Minimally, the script will output a file outprefix.models.gz, which contains a table of the additive
and log-linear variance effects estimated for each variant specified.

If --random_gts are specified, the script will output an estimate of the variance of the random effects
in the null model in outprefix.null_h2.txt. --no_h2_estimate suppresses this output.

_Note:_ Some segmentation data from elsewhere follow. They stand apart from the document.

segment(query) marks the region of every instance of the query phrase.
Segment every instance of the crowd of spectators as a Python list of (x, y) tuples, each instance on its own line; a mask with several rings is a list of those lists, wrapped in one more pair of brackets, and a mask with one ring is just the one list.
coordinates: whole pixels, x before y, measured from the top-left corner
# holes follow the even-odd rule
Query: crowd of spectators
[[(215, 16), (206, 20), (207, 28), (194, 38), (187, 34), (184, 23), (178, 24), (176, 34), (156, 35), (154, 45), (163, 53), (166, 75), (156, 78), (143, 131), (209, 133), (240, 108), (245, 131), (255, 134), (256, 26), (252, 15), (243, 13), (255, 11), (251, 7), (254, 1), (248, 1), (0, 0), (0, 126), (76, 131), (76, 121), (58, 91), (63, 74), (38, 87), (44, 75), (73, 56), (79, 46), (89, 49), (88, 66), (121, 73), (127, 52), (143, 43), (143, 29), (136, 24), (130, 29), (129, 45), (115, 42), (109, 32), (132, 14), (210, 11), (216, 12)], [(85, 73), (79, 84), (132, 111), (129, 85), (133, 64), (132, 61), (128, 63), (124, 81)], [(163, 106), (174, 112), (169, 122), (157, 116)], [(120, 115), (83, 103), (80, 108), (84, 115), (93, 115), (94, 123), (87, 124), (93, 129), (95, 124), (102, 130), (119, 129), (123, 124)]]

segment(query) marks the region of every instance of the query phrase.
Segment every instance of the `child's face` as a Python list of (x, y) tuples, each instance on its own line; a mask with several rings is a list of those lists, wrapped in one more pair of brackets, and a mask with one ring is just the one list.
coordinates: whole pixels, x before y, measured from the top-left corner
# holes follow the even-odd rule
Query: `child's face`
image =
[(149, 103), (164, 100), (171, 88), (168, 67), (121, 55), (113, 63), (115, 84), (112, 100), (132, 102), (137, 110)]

If covariates are also specified, it will output estimates of the covariate effects from the null model as
outprefix.null_mean_effects.txt and outprefix.null_variance_effects.txt. --no_covariate_estimates suppresses this output.

***Arguments***

Required positional arguments:

**genofile**
   Path to genotypes in BED format

**start**
   Index of SNP in genofile from which to start computing test stats

**end**
   Index of SNP in genofile at which to finish computing test stats

**phenofile**
   Location of the y file in PLINK format

**outprefix**
   Location to output csv file with association statistics

Options:

--mean_covar
   Location of mean covariate file (default no mean covariates)

--var_covar
   Locaiton of variance covariate file (default no variance covariates)

--fit_covariates
   Fit covariates for each locus. Default is to fit covariates for the null model and project out (mean) and rescale (variance)'

--random_gts
   Location of the BED file with the genotypes of the SNPs that random effects should be modelled for. If
   random_gts are provided, HLMMs (:class:`hetlmm.model`) are fit, rather than HLMs (:class:`hetlm.model`).

--h2_init
   Initial value for variance explained by random effects (default 0.05)

--phen_index
   If the phenotype file contains multiple phenotypes, specify the phenotype to analyse. Default is first phenotype in file.
   Index counts starting from 1, the first phenotype in the phenotye file.

--min_maf
   Ignore SNPs with minor allele frequency below min_maf (default 5%)

--missing_char
   Missing value string in phenotype file (default NA)

--max_missing
   Ignore SNPs with greater % missing calls than max_missing (default 5%)

--append
   Append results to existing output file with given outprefix (default to open new file and overwrite existing file with same name)

--whole_chr
   Fit models to all variants in .bed genofile. Overrides default to model SNPs with indices from start to end-1.

--no_covariate_estimates
   Suppress output of covariate effect estimates

--no_h2_estimate
    Suppress output of h2 estimate


**Example Usage**

We recommend working through the tutorial (:doc:`tutorial`) to learn how to use hlmm_chr.py. We provide some additional
examples of usage of the script here.

Minimal usage for fitting HLMs (:class:`hetlm.model`):

   ``python hlmm_chr.py genotypes.bed 0 500 phenotype.fam phenotype``

This will fit heteroskedastic linear models to SNPs 0 to 499 in genotypes.bed using the first phenotype in phenotype.fam. It will output
the results of fitting the models to phenotype.models.gz. See :doc:`tutorial` for a description of the columns
of phenotypes.models.gz.

Minimal usage for HLMMs (:class:`hetlmm.model`):

   ``python hlmm_chr.py genotypes.bed 0 500 phenotype.fam phenotype --random_gts random.bed``

This will fit heteroskedastic linear mixed models to SNPs 0 to 499 in genotypes.bed using the first phenotype in phenotype.fam. It will output
the results of fitting the models to phenotype.models.gz. It will also output the estimate of h2, the variance
of the random effects, to phenotype.null_h2.txt, unless --no_h2_estimate is added to the command.

Fitting covariates:

   ``python hlmm_chr.py genotypes.bed 0 500 phenotype.fam phenotype --mean_covar m_covariates.fam --var_covar v_covariates.fam``

Before fitting locus specific models, the script will first fit a null model including the mean covariates in m_covariates.fam and the variance covariates in v_covariates.fam.
The script will output the null model estimates of the mean covariates in phenotype.null_mean_effects.txt and
null model estimates of the variance covariates in phenotypes.null_variance_effects.txt, unless --no_covariate_estimates is added to the command.
Unless --fit_covariates is added to the command, phenotype is adjusted based on the null model estimates of the mean
covariate effects and variance covariate effects. The adjusted phenotype is used to fit locus specific models without
fitting the mean and variance covariates.